Engineering news
In Mumbai, about 40% of the city’s energy use goes on air conditioning. In the USA, it’s around 6% - but that’s equivalent to total electricity consumption of the whole of Africa. The same is true in many hot countries, and as developing economies develop a taste for cool air in their homes and offices, it could become a big problem. In China, sales of air conditioners have doubled over the last five years, for example.
Analysts are predicting a 33x increase in the amount of power consumed by air conditioners by 2100, and by the middle of the century, we’ll use more energy for cooling than heating. If we’re burning fossil fuels to generate that electricity, we risk a vicious cycle – cooling our homes could make the planet warmer. But maybe engineering can help.
Nano-coatings
One company are using nanotechnology which could make air conditioning more efficient. “At Oxford nanoSystems, we’ve developed a coating method which allows us to coat the internal surfaces of fully manufactured surfaces,” explains Alexander Reip, who is being supported by the Royal Academy of Engineering Enterprise Hub’s SME Leaders Programme.
That breakthrough has allowed them to develop technology that can rapidly increase the rate at which bubbles form on a surface, by increasing the number of points – effectively by making the surface much rougher.
It takes about an hour and a half to coat a heat exchanger, which is one of the key parts of an air conditioner, and in January the company will launch its first product aimed third-world refrigeration systems.
The company are working with the manufacturers of air conditioning systems for buildings, and with their suppliers. “With the coating, we can significantly reduce the size of these heat exchangers,” Reip tells Professional Engineering. “If we can get the size down by 50%, we’re looking at a 10% energy saving.”
Reducing leakage
Oxford Nanosystems aren’t the only company trying to make the heat exchanger more efficient. US company Optimised Thermal Systems is working on an advanced heat exchanger that minimises the number of joints, where refrigerants can leak out. “Approximately 50-80% of air conditioners and heat pumps are undercharged and leak as much as 10% of their refrigerant annually, which can release greenhouse gases into the atmosphere and reduce system efficiency,” write the creators, who have created tubing with aluminium fins that can be pushed together to leave no room for leaks.
Water cooling
Some are working on new systems that work in a different way to traditional air conditioning. Dais Analyticsin Florida are working with the Oak Ridge National Laboratory on a ‘membrane-based’ rooftop air conditioner that would use water as a refrigerant instead of chemicals. It would work by transferring water molecules through a nanostructured polymer membrane, allowing people to control temperature and humidity independently without resorting to potentially environment-damaging CFCs. The aim of the project is to reduce energy consumption for cooling by 30 to 50%.
Smart windows
Others are taking a different approach entirely. At the Grand Global Challenges Summit in Washington, DC earlier this year, a group of students from China presented their technology – smart windows. These coated sheets of glass are designed to adjust to the temperature, allowing heat in when it’s cold, and blocking it out when it’s warm inside for an electricity-free form of air conditioning.
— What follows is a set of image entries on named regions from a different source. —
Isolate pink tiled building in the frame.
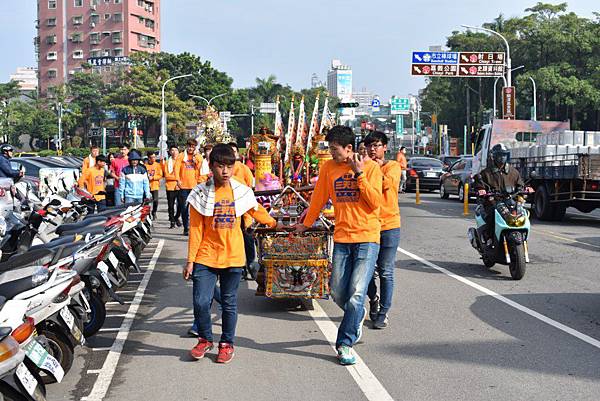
[35,0,160,95]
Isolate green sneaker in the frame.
[338,344,356,365]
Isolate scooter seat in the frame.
[56,218,106,236]
[0,249,56,272]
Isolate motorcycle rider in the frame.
[474,143,532,240]
[0,144,23,179]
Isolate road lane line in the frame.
[398,247,600,349]
[86,240,165,401]
[308,301,393,401]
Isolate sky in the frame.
[0,0,600,99]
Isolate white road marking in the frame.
[86,240,165,401]
[398,247,600,349]
[309,301,393,401]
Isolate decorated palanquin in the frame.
[250,186,333,299]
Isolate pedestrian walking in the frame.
[110,143,129,206]
[145,151,163,220]
[183,144,277,363]
[396,146,408,193]
[296,125,383,365]
[175,138,202,235]
[365,131,401,329]
[117,150,152,203]
[162,145,181,228]
[78,155,109,214]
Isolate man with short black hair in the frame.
[296,125,383,365]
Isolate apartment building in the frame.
[34,0,160,96]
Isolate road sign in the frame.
[412,52,458,65]
[260,103,277,114]
[411,52,506,78]
[390,97,410,114]
[502,86,517,120]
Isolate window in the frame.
[90,32,100,45]
[113,32,123,43]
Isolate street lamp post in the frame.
[461,24,512,86]
[529,77,537,121]
[158,74,193,158]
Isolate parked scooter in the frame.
[467,187,531,280]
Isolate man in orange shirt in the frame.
[145,151,163,220]
[78,155,108,213]
[365,131,401,329]
[162,145,181,228]
[81,145,101,174]
[183,144,277,363]
[396,146,408,193]
[296,125,383,365]
[175,138,202,235]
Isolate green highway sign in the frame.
[390,97,410,114]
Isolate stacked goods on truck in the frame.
[475,120,600,220]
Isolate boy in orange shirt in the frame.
[183,144,277,363]
[175,138,202,235]
[365,131,401,329]
[78,155,108,213]
[296,125,382,365]
[162,145,181,228]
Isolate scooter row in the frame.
[0,178,153,401]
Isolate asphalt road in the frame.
[48,194,600,401]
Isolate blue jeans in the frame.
[330,242,379,348]
[367,228,400,315]
[192,263,243,344]
[179,189,192,230]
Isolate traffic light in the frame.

There’s also ongoing work at the UK’s Centre for Process Innovation, which is working with solar photovoltaic glass manufacturer Polysolar, and materials developer Merck to create transparent windows that can both generate power and control temperature. The technology is still at the prototype stage, but could be commercially available as early as 2019.
Beaming heat into space
One out-of-this-world solution could use no electricity whatsoever. It sounds crazy, but scientists at Stanford University think we could actually beam excess heat into space which, at just a few degrees over absolute zero, is the perfect heat sink. Aaswanth Raman and colleagues developed a thin material that reflects 97% of sunlight, and tweaked its reflectivity so that it responded to the frequency that most easily allowed infra-red light to escape from earth into outer space. They tested their photonic sheet in the California desert, and found that it was almost five degrees cooler than the surrounding environment. This would only work for parts of the building with a clear view of the sky, so it couldn’t replace air conditioning, but it could be one weapon in the fight to keep both our buildings and the planet at the perfect temperature.